A role for noradrenergic transmission in the actions of phencyclidine and the antipsychotic and antistress effects of mGlu2/3 receptor agonists.

Abstract

Evidence suggests that glutamatergic neuronal transmission is involved in psychiatric and neurological disorders and that drugs that target glutamate systems may serve as novel therapeutics in humans. For example, agonists for group II mGlu receptors (mGlu2 and mGlu3) have been shown to be anxiolytic in certain animal models and have shown promise in early human trials. mGlu2/3 receptor agonists also block the neurochemical and behavioral actions of psychotogens, such as phencyclidine and amphetamine in rodents, suggesting that they may be useful to treat psychosis in humans. Recently, we have used in vivo microdialysis and behavioral methods to further explore the potential antipsychotic and antistress actions of mGlu2/3 receptor agonists in rats. In subjects undergoing brain microdialysis of the nucleus accumbens shell, we have shown that LY379268 (3 mg/kg s.c.) (a systemically active mGlu2/3 receptor agonist) blocks PCP-induced locomotor activations for approximately 3 hours. In these animals, PCP-induced dopamine release was reduced, but only in a transient fashion (15-75 min). PCP-induced norepinephrine release was also reduced, but unlike dopamine, in a manner that was temporally correlated with the reduction of PCP-induced behaviors.
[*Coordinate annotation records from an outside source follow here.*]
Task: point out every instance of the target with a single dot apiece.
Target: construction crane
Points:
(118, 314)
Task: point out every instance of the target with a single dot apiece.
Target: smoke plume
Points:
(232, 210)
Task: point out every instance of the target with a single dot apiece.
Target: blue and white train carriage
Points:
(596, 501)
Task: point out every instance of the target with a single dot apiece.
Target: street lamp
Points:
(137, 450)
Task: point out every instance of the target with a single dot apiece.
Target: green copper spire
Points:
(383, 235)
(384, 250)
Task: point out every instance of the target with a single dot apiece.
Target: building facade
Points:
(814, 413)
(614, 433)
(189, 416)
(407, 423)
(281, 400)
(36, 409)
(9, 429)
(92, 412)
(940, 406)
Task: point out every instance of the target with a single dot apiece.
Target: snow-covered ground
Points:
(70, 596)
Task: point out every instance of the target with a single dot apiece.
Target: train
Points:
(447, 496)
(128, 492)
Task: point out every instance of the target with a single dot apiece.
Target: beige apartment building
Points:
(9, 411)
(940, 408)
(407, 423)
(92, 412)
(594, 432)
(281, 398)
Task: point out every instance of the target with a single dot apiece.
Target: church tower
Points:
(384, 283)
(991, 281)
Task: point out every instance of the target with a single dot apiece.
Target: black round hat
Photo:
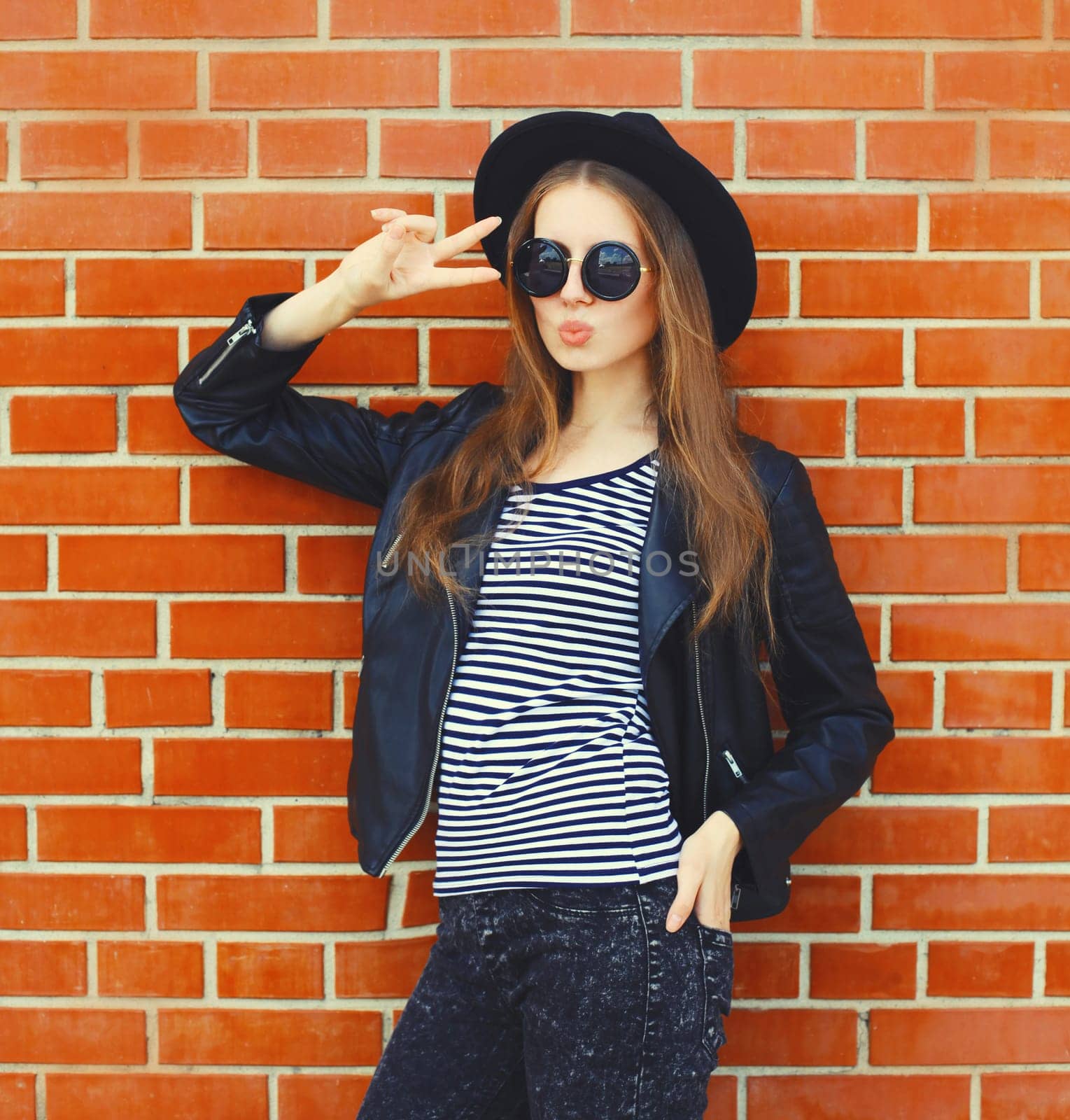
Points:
(640, 144)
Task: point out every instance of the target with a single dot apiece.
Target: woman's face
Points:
(578, 218)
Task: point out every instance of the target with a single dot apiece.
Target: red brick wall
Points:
(181, 910)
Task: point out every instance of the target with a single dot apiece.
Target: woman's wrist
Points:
(307, 315)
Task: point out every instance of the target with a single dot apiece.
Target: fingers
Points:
(687, 883)
(422, 225)
(465, 239)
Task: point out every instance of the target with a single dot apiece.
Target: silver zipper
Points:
(390, 552)
(246, 328)
(705, 738)
(438, 745)
(702, 715)
(733, 764)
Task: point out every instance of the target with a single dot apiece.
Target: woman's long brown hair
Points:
(701, 461)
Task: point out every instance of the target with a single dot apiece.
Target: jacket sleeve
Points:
(235, 397)
(838, 720)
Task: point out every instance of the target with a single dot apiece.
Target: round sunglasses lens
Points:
(540, 267)
(612, 272)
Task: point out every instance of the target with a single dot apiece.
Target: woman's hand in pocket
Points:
(704, 875)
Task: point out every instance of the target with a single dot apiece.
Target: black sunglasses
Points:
(610, 269)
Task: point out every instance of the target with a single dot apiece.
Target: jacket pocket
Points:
(728, 760)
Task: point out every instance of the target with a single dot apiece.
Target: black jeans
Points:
(560, 1002)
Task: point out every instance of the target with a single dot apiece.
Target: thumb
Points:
(684, 903)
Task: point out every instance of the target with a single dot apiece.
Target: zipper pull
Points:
(246, 328)
(388, 554)
(733, 764)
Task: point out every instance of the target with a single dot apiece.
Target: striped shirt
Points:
(549, 771)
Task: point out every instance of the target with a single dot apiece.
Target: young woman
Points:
(570, 582)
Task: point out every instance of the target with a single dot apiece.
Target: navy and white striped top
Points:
(549, 772)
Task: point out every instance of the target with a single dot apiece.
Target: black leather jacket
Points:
(709, 713)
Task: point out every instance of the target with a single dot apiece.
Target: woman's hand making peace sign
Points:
(402, 259)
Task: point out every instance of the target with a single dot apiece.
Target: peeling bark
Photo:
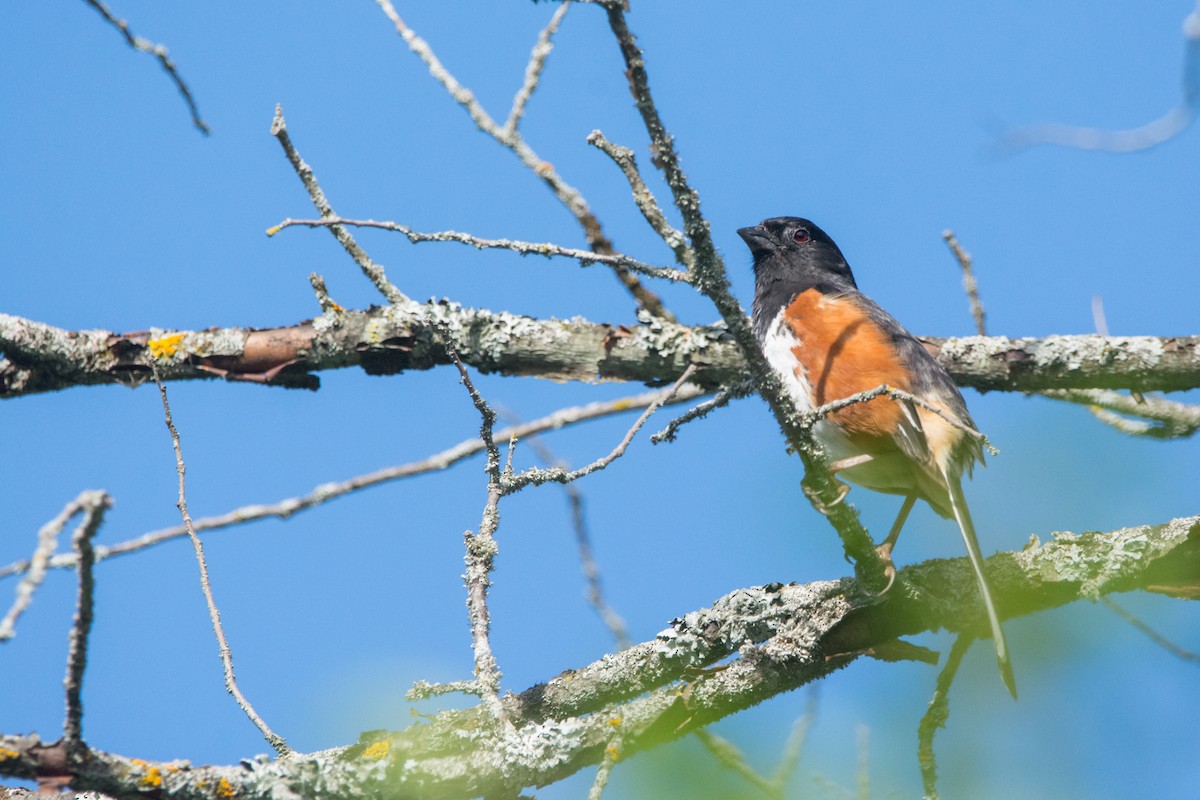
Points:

In separate experiments in rats not undergoing microdialysis, the alpha2-adrenergic receptor agonist, clonidine, was shown to block PCP behaviors, and the norepinephrine reuptake inhibitor reboxetine was shown to exacerbate PCP-induced ambulations. In the latter study, LY379268 pretreatment effectively reversed the PCP behaviors in both control and reboxetine-treated animals. These data support a role for noradrenergic neurotransmission in the actions of drugs such as phencyclidine and suggest that stress pathways associated with these drugs can be normalized by mGlu2/3 receptor activation.